Possiamo così costantemente simulare progettando
e progettare simulando. E questo si spinge dalla fase di progettazione
a quella della costruzione (sempre più avremo frese, come quelle
di Gehry a Bilbao, che tagliano i pezzi in accordo al nostro disegno e
sempre più avremo robot direttamente guidati dal calcolatore per
la costruzione e sempre più questo patrimonio informativo, questo
modello, si muoverà oltre la fase della costruzione, nei catasti,
negli atti notarili, nella gestione dell'edificio e della città).
Ma veniamo ora al secondo aspetto della questione.
***
I messaggi fondamentali dell'epoca industriale sono stati
messaggi assertivi. Pensiamo alla pubblicità. Questo sapone lava
più bianco, questo jeans è più resistente, questo
dentifricio contiene fluoro.
Sappiamo che la pubblicità oggi manda sempre più
messaggi traslati. Induce a una associazione tra una serie di elementi
e il prodotto. Spesso senza neanche farlo vedere, il prodotto, e spesso
senza neanche descriverlo. Si compra prima la narrazione, l'utopia di vita,
che il prodotto promette, poi la sua forma e si dà assolutamente
per scontato che esso funzioni. Il contenitore stravince sul contenuto.

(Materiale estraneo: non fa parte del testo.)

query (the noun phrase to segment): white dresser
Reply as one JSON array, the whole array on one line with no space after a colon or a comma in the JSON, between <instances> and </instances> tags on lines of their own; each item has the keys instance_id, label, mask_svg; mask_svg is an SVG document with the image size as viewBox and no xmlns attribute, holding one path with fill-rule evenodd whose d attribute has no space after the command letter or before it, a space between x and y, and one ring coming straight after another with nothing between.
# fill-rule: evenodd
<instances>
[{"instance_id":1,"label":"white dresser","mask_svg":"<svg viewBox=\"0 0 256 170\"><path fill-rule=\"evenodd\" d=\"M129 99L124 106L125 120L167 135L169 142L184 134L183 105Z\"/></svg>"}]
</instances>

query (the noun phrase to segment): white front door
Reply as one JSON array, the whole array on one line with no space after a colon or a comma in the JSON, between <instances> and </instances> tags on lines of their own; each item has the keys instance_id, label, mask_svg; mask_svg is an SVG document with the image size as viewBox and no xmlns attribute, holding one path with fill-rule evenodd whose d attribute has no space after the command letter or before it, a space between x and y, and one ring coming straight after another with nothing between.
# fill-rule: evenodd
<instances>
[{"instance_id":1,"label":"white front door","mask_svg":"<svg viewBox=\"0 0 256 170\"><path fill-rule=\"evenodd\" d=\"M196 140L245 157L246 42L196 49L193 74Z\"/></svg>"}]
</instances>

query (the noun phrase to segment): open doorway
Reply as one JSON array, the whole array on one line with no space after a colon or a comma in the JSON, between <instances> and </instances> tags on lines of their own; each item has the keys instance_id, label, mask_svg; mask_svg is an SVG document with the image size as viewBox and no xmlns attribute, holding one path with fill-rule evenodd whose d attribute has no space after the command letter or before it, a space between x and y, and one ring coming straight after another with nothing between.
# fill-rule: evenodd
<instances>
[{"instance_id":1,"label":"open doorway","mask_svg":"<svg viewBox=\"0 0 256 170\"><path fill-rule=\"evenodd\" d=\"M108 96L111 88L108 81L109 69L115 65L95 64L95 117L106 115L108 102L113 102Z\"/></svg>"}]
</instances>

Il fatto è che proprio in rapporto all'enorme
mole di informazioni contenute nel prodotto, e quindi al know-how che in
si esso condensa, non è più possibile trasmettere razionalmente
e tecnicamente tutti i contenuti . Si devono perciò eliminare
messaggi statici e assertivi (causa ed effetto, prima e dopo, sopra e sotto)
e lanciare messaggi sostanzialmente metaforici, traslati, dinamici come
l'elettronica stessa. Rientrano così in gioco le "figure retoriche"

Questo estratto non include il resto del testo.